Another enlightening presentation was Roger Grosse’s “Studying LLM Generalization through Influence Functions,” where he explored how influence functions provide a novel approach to interpretability in LLMs by identifying what parts of the training data had the greatest influence on a given output. He moreover revealed LLMs growing ability to generalize in complex tasks like math and role-playing scenarios, underscoring the importance of integrating interpretability into AI research for a deeper understanding of AI learning patterns.
Robustness, Generalization, and Governance
Zico Kolter’s live demonstration during “Adversarial Attacks on Aligned Language Models” was a standout moment, captivating the audience with his audacious and brilliant display of “jailbreaking” GPT-3.5 to hotwire a car, an act that underscored AI’s immense power and vulnerabilities, emphasizing the need for robust alignment and safety measures. Collin Burns, in his talk on “Weak-to-Strong Generalization,” delved into OpenAI’s experiments using smaller AI models to supervise larger ones, highlighting a new frontier in AI alignment.
Meanwhile, in the Governance session, Gillian Hadfield’s talk, “Building an Off Switch for AI,” proposed strategic regulation and a national AI registry, challenging the myth of AI’s inevitable growth and advocating for a more responsible future in AI development, emphasizing the need for a robust legal infrastructure and economic incentives. Lightning talks explored a complex systems view, multi-agent risks, foundations of cooperative AI, and how to keep humans in the loop.

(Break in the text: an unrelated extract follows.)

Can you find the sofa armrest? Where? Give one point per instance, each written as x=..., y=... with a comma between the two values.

Impacts & Future Directions
The NOLA 2023 Alignment Workshop was more than just a gathering of minds; it served as a catalyst that brought AI alignment into the mainstream. The high-level participation and positive feedback from attendees, spanning industry labs, academia, non-profits, and government, underscored the community’s readiness to tackle the challenges of advanced AI. Characterized by its high-quality presentations, collaborative spirit, and proactive discussions, the workshop set a new standard for future AI alignment events. As the AI community looks ahead, the insights and collaborations fostered at this event are set to play a crucial role in shaping a future where AI is not only advanced but also aligned with the greater good.